The workbook is no longer linked to the original data sources and images. If your Packaged Workbook contains Live connections, then the data displayed in the dashboard will be available as .tmp or .temp files under the Local AppData folder residing in your user path.
Tableau Public
Tableau Public is a free platform to explore, create, and publicly share data visualizations online. Tableau Public is limited to 15M rows of data per workbook. Tableau Public workbooks and data are not private. All workbooks and data are freely accessible to anyone.
The workbooks hosted in Tableau Public cannot be stored as Live connections to data. Rather, they are only placed as Extract connections. The data being used by workbooks in Tableau Public is stored as an extract in the cloud, where it is hosted as a hyper file.
Best Practices for Data Storage in Tableau
Tableau always recommends going with Extract data connections instead of Live connections as they yield better performance. When we talk about Extract connection, then it means the data is stored as a file system.
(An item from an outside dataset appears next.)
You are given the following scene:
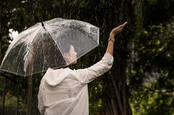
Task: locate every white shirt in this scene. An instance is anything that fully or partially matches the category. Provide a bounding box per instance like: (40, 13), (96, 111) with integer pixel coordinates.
(38, 53), (114, 115)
It’s not just about how data is stored as a file system. We would also need to consider the path/location of these file systems for storage to provide better results with respect to performance. There are a variety of storage locations to consider:
Desktops/laptops
Networked drives
External hard drives
Optical storage
Cloud storage
Flash drives (while a simple method, remember that they do degrade over time and are easily lost or broken)
A simple, commonly used storage system is the 3-2-1 methodology. This methodology suggests the following strategic recommendations: 3: Store three copies of your data, 2: Use two types of storage methods, and 1: with one of them stored offsite.
This method allows smart access and makes sure there is always a copy available in case one type or location is lost or destroyed, without being overly redundant or overly complicated.
Closing
Whether you are using a Tableau Desktop, Tableau Server, Tableau Cloud, or Tableau Public, the data gets stored in only two ways. It is either directly available in the databases and fetched as Live data or stored as .tde/.hyper files which are called Extract data. These extracted data can be located anywhere in your local drive, server hosts, cloud storage, network drives, etc.
If you have more questions about this and want to deep dive into where and how data is stored, then don’t hesitate to contact our Tableau experts.
Tableau Desktop is used for creating/editing any dashboards in Tableau. The data connected to it is stored as extracts. These extracts are snapshots of data that are compressed, stored in your local drive, and loaded as and when required.
By default, all Tableau files are stored in My Tableau Repository under the Documents folder unless the path is specified explicitly. These files can be twb, twbx, tds, tdsx, tde, or hyper.